Just another way to build a family


Mary Caros
Focus on Adoption magazine

Cheryl Piddock’s story of her conception is different than some. But that’s what makes her special, she says. In this Q & A, Cheryl helps to answer some questions about growing up as a donor adoptee.

What is the story of your beginnings?

I will be turning 30 this year in July. When my Mom was 18 she had a son. Years later she met my Dad, who also had children from a previous relationship. He had three daughters. My Dad didn’t think he wanted any more children, so he had had a vasectomy. When my parents decided they wanted to have a baby together, their only thought was artificial insemination. I have four half siblings. A brother from my Mom (eight years older than me) and three sisters from my Dad (the youngest of whom is 15 years older than me).

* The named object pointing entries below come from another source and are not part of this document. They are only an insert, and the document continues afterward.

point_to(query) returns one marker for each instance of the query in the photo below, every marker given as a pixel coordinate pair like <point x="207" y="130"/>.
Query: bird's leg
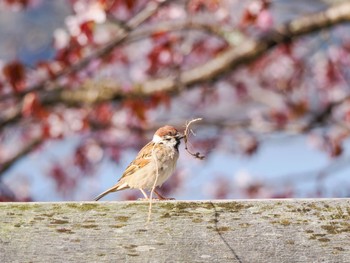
<point x="162" y="197"/>
<point x="144" y="194"/>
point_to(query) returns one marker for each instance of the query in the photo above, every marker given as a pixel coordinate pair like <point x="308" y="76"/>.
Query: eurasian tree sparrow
<point x="156" y="160"/>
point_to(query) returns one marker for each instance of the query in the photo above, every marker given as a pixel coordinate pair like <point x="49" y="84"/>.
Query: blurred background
<point x="84" y="85"/>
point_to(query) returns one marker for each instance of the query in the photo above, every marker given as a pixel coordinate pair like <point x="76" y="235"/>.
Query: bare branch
<point x="215" y="68"/>
<point x="150" y="9"/>
<point x="186" y="134"/>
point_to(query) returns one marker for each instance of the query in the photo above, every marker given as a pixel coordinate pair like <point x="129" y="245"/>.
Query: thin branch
<point x="225" y="62"/>
<point x="150" y="9"/>
<point x="186" y="135"/>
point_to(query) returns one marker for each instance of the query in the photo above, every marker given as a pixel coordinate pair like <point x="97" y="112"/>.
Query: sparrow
<point x="155" y="161"/>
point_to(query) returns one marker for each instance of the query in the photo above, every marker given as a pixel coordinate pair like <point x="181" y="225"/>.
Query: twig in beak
<point x="185" y="136"/>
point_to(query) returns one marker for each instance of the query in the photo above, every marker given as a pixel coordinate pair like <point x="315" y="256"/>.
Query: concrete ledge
<point x="311" y="230"/>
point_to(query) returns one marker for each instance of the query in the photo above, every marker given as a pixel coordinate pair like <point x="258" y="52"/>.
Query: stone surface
<point x="314" y="230"/>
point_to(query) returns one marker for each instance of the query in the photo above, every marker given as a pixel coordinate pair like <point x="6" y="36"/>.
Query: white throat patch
<point x="156" y="139"/>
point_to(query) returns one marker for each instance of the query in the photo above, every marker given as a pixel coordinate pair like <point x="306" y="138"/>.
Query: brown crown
<point x="166" y="130"/>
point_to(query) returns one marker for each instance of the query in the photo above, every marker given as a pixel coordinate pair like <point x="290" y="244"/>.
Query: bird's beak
<point x="180" y="136"/>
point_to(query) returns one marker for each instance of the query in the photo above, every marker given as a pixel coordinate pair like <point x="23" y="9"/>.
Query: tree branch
<point x="150" y="9"/>
<point x="232" y="58"/>
<point x="215" y="68"/>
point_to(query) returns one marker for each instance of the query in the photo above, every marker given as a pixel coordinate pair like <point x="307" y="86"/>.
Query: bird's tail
<point x="114" y="188"/>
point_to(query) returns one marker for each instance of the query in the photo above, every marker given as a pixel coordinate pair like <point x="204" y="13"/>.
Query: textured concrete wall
<point x="192" y="231"/>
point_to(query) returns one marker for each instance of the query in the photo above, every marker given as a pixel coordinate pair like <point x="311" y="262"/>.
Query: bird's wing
<point x="143" y="158"/>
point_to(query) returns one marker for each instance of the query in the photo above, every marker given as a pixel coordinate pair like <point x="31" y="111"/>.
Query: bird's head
<point x="168" y="135"/>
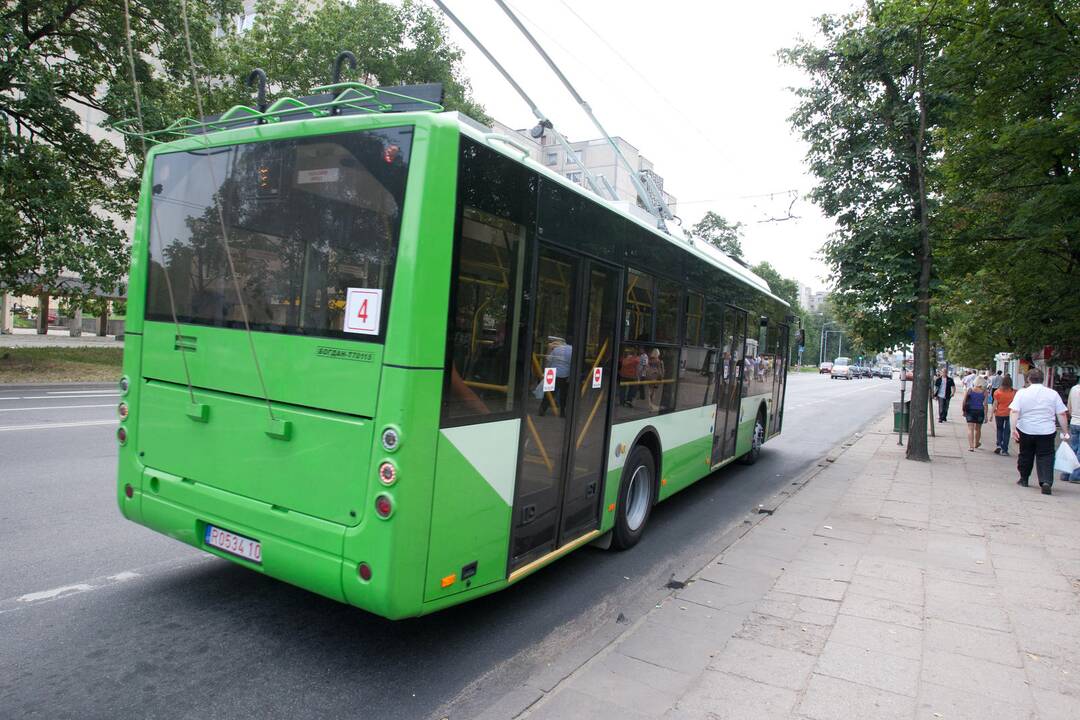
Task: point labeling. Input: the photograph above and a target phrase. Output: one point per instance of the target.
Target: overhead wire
(157, 229)
(220, 214)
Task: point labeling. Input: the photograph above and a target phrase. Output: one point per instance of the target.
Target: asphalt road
(104, 619)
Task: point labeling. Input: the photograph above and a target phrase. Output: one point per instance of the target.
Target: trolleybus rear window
(306, 221)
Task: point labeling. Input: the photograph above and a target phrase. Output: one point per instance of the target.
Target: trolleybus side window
(698, 366)
(496, 205)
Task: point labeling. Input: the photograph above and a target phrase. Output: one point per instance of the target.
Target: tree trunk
(43, 313)
(917, 445)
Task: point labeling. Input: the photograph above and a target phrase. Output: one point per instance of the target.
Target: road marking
(54, 407)
(67, 397)
(30, 599)
(51, 425)
(53, 594)
(81, 392)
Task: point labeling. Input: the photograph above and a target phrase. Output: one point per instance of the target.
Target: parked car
(841, 368)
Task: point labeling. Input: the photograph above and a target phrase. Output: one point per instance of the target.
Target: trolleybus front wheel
(756, 440)
(635, 498)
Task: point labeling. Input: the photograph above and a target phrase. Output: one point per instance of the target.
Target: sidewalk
(882, 588)
(57, 338)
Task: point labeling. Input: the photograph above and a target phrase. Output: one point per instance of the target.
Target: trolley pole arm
(642, 192)
(544, 121)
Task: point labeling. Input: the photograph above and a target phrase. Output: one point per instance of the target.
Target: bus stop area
(872, 587)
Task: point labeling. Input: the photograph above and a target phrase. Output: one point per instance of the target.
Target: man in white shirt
(1033, 413)
(1074, 408)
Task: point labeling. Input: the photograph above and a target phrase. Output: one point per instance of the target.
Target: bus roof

When did you first understand that your biological father was a sperm donor?

My Mom told my when I was six years old. I don’t remember feeling anything about it. It’s just how it was. My Dad didn’t help make me, but that didn’t mean anything to me. It was something that made me special, and that is how my family made me feel.

Was there openness? I mean, did your parents talk about it often or not? Did you have any information about your biological parent?

It is an open topic for me, but I don’t discuss it with my Dad. I think he prefers to think I don’t know. I was his baby, so he may have some reservations about talking about it. My Mom and I used to joke about making sure my boyfriend’s Dad never donated sperm. Joking aside, that is something I did have to be conscious about. Not that it is likely that I would ever meet and have children with a child of my donor (or another child of the same donor), but you just never know!

Do you have any contact or information about your biological father? Do you wish to?

I have no idea who the donor was. My parents just said they wanted someone with dark hair and green eyes (like my Dad). I don’t have any curiosity beyond perhaps some medical information.

How is a donor conception like adoption for the child? For the family?

Well, of course, there is a similarity because your parent does not have the same DNA as you, but it is very different because at least one of your parents does. Just another way to build a family.

How do you feel about the Olivia Pratten case (a donor-conceived woman who is fighting to have records about birth parents opened)?

I have to honestly say I don’t agree with that. Not that I don’t sympathize with her, but these men who donate sperm do/did so with the understanding of anonymity. I think there should be a registry similar to adoption. If the donor wants to be found, he can sign up. Medical information is important, and I can see that should be available.

Any tips for parents of donor-conceived children? Any tips for the children?

Honesty is a must! This is just a part of your childs story. It is something interesting that most people don’t know about me, and it makes for great conversation. It’s just who I am, and it wouldn’t make any difference if my Dad made up my biology or not. However, this was meant to happen, otherwise I wouldn’t be here.